La tentación de la que pedimos ser librados no se refiere a las pequeñas debilidades, flaquezas y fragilidades de cada día (que por supuesto no están excluidas) sino al abandono de la “lógica del Evangelio” para rendir vasallaje a la “lógica de este mundo”. Las tribulaciones o las persecuciones pueden hacernos tropezar y entrar en crisis; las preocupaciones de la vida y la seducción de los bienes de este mundo pueden sofocar la semilla de la Palabra de Dios. El cristiano no implora estar exento de estas tentaciones, sino que pide no ceder, no dejarse ni siquiera rozar por la idea de abandonar al Maestro.

Después de haber presentado el modelo de oración cristiana, Jesús narra la parábola de un hombre que, con mucha insistencia, va a pedirle a un amigo que le de tres panes (vv. 5-8). Este relato quiere enseñar que la oración obtiene resultados solamente si es prolongada. No porque Dios quiera hacerse rogar por largo tiempo antes de conceder algún don sino porque la persona humana emplea mucho tiempo para asimilar los pensamientos y sentimientos del Señor.

Con frecuencia, nuestras oraciones no son sino un intento tras otro de convencer a Dios para que cambie sus planes, para que los acomode a los nuestros, para que corrija sus ‘descuidos’ e ‘injusticias’ con respecto a nosotros.

Si hablamos largamente con Él, terminaremos por comprender su Amor y por aceptar sus designios. La oración no cambia a Dios sino que abre nuestra mente, modifica nuestro corazón. Esta transformación interior no puede realizarse, a excepción de milagros improbables, en pocos instantes. Es muy difícil renunciar a nuestra manera de leer los acontecimientos. Nos cuesta aceptar la luz de Dios. Somos ciegos, no somos capaces (o no queremos) ver. Los caminos de Dios no son siempre fáciles y placenteros; requieren la conversión, esfuerzos, renuncias, sacrificios. Para lograr la adhesión interior a la voluntad del Señor, para llegar a ver con sus ojos los acontecimientos de nuestra vida, es necesario orar…por mucho tiempo.

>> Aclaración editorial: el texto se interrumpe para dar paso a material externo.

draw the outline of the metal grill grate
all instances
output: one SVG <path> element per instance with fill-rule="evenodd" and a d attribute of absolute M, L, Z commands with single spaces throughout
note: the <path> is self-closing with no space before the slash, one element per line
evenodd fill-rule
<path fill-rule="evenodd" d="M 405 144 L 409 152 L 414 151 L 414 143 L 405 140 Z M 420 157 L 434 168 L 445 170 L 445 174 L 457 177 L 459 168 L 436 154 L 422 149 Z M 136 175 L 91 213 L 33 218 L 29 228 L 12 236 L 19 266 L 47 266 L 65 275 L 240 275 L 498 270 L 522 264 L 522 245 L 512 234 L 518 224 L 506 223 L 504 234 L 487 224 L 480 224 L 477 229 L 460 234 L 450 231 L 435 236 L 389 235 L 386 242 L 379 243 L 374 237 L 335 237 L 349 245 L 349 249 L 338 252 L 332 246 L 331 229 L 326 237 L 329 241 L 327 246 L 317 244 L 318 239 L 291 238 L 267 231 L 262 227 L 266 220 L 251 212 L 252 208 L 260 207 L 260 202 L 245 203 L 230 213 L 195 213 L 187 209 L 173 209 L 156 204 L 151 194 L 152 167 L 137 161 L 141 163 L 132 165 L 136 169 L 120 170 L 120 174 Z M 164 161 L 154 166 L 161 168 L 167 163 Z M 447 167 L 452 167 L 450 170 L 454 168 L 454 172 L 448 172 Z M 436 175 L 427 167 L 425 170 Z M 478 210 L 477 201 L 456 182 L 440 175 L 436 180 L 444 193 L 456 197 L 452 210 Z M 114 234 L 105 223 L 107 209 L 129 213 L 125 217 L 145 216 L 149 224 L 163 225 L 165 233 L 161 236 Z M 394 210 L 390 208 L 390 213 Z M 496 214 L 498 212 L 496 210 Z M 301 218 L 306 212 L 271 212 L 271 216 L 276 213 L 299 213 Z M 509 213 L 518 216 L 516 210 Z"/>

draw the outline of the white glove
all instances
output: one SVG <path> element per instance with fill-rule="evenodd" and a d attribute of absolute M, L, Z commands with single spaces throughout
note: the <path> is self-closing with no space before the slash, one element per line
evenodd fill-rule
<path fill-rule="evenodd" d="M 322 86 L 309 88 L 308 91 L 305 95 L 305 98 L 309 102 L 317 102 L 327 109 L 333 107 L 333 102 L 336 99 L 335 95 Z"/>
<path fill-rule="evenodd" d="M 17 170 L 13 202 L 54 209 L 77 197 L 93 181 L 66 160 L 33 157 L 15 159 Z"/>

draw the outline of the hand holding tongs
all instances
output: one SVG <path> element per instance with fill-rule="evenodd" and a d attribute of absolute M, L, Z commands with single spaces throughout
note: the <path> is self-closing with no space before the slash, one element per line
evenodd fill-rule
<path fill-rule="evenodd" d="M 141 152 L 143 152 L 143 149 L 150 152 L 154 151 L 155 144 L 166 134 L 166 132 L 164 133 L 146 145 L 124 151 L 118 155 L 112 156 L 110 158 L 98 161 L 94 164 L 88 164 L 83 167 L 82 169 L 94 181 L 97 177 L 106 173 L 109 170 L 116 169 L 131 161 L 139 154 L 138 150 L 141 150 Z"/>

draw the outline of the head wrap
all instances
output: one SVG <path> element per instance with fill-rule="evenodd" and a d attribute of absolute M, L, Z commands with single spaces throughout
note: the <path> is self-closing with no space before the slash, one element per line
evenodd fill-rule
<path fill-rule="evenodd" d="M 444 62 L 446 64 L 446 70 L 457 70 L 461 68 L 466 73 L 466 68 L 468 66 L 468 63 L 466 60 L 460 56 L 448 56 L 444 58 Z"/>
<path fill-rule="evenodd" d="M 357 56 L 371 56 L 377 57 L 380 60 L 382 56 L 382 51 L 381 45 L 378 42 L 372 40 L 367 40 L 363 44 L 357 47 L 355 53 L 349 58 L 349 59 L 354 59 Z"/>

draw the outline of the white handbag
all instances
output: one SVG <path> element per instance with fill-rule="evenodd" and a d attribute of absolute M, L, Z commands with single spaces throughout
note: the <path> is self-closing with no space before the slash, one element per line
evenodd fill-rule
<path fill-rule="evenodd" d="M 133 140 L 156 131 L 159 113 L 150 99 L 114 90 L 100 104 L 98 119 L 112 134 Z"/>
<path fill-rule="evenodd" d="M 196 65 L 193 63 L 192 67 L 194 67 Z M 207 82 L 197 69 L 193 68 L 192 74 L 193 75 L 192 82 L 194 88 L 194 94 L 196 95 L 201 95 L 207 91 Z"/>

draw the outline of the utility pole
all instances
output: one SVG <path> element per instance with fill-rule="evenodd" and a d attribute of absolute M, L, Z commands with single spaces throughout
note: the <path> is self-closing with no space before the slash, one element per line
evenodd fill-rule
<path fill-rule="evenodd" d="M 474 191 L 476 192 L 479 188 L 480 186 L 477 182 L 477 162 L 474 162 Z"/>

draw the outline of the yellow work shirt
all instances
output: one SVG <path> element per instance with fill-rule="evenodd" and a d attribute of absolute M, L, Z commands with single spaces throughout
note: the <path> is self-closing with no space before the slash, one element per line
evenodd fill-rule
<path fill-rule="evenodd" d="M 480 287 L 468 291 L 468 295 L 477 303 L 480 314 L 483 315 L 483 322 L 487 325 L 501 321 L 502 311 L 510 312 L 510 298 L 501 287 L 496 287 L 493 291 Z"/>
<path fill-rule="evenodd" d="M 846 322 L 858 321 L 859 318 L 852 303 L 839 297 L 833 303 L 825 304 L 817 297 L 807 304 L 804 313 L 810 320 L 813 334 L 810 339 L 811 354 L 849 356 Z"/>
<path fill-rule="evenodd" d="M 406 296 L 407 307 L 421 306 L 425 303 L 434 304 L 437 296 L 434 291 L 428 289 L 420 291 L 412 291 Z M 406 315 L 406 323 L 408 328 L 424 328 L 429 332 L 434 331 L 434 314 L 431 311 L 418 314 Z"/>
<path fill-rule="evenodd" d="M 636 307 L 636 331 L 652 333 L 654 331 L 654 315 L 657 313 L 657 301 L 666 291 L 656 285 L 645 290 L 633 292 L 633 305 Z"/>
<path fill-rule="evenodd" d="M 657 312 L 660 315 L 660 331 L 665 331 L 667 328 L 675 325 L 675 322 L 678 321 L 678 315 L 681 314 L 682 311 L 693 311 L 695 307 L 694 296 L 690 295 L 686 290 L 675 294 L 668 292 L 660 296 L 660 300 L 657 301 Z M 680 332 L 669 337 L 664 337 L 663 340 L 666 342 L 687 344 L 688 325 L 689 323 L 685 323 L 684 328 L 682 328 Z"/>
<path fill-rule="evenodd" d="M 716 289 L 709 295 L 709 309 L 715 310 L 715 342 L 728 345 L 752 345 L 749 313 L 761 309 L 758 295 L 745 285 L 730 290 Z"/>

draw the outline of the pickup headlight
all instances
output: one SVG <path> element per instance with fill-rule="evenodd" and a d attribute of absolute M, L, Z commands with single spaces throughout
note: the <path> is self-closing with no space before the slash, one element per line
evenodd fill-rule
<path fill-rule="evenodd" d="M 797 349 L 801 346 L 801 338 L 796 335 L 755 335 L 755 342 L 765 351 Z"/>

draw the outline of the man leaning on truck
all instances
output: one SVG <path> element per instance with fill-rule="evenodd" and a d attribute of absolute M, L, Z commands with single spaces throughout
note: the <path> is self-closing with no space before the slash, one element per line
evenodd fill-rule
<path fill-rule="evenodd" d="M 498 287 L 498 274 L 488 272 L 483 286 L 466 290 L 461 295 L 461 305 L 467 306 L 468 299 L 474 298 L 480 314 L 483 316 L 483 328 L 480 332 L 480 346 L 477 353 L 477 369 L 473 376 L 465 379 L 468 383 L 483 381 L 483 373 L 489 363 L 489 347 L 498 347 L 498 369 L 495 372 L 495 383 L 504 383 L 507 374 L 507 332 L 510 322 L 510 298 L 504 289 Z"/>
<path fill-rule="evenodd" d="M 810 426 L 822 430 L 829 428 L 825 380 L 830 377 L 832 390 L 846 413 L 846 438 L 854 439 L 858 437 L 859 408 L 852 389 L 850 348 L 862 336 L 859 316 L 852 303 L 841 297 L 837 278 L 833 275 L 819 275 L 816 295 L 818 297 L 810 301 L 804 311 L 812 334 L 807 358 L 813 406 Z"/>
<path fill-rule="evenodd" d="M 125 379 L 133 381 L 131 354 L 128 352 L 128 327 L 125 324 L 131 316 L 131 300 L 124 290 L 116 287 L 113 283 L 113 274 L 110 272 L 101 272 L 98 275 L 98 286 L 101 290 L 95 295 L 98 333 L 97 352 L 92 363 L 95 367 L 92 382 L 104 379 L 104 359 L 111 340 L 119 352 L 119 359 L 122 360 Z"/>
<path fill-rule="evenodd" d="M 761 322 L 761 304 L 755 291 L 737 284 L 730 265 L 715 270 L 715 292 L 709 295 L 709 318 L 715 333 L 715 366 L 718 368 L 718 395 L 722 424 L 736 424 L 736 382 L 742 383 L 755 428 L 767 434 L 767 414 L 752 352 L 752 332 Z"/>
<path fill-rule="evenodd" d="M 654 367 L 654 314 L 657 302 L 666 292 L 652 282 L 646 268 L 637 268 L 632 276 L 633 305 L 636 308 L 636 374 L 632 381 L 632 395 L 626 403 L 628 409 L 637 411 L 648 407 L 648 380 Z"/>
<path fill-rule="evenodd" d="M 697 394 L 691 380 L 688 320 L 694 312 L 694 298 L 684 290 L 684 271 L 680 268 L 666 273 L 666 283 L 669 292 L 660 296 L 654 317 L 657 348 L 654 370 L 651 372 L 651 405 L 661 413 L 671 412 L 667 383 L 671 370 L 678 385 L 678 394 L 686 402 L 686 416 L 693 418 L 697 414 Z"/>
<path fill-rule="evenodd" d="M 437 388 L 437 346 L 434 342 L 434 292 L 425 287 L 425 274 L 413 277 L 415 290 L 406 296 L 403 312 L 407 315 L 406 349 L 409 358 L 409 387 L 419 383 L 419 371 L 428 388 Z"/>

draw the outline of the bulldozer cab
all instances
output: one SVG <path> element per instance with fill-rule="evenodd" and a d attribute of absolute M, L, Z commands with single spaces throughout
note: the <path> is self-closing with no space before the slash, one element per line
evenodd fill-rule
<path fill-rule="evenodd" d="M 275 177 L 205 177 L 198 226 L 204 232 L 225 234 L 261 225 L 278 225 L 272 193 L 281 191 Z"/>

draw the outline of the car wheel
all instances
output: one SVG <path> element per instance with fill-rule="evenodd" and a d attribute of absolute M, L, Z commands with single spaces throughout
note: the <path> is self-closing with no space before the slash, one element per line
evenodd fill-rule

Hemos llegado a la última parte del evangelio de hoy (vv. 9-13). La oración cristiana es siempre escuchada, dice Jesús, y sin embargo nuestra experiencia no parece confirmar esta afirmación.

El tema de la insistencia en la oración es retomado mediante tres imágenes: pedir, buscar y llamar a la puerta. La oración produce siempre resultados prodigiosos e inesperados. Pero no cultivemos vanas esperanzas. Fuera de nosotros mismos, todo seguirá su curso como antes (la enfermedad continuará, el daño sufrido no desaparecerá, las heridas y traiciones producirán dolor…), pero dentro de nosotros mismos todo será distinto. Si la mente y el corazón no son ya los mismos, si los ojos con que contemplamos nuestra situación, el mundo, a los hermanos son distintos, más puros, más “divinos”, la oración ha obtenido resultado, ha sido escuchada.

Recuperada la serenidad y la paz interior, también las heridas psicológicas y morales se irán restañando rápidamente y también las enfermedades orgánicas, ¿por qué no?, podrán curarse más fácilmente.